Friday, February 5, 2010
Was This a Victory or a Mistake?
I had mapped out a possible lunchtime run that I figured would take a little over an hour at an easy pace. I want to start getting outside more and doing less of my work week running on the treadmill. I've got my first Long-Slow-Distance (LSD) run of the marathon training mileage buildup planned for tomorrow morning, so today was supposed to be an easy-to-marathon pace run of 60-70 minutes, mostly for weekly mileage and keeping loose.
Typical me: I ran too hard and too quickly and wound up covering the 7.5 miles in under an hour. On the one hand, I'm thrilled by that. That's pretty speedy: about a good 48-minute 10K pace for me. But on the other hand, it's a lack of awareness and pace control because this wasn't supposed to be a 10K race pace run, or even a tempo run. I should have done this at least a minute slower per mile. That was the plan anyway. On the treadmill, I can govern my pace more readily. But I simply have to teach myself how to do it when it's not the road that's passing under my feet and without a constant monitor in front of my eyes. I have to be able to feel it, recognize it and respond to it.

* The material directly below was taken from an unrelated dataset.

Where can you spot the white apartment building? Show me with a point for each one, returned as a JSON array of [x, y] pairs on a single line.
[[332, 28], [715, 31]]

I did have a sense that I was pushing too hard from my heart rate. It was elevated about 5-10% of max than I knew it should be, and I'd throttle back. But then worry about getting too slow or plodding would take over and my natural gait would kick back in without me realizing it until I was huffing and puffing again, wondering why I was so spent.
Assuming the rain holds off, I'm planning a 15 mile long run in the morning. I really hope I didn't mess up the schedule by making today's run too hard. I can already tell I'm going to be feeling a little stiffness and soreness. I might have to push the LSD run to Sunday morning. (It's a one-way run to Lake Miramar. I have a ride home arranged for Saturday, but not Sunday.)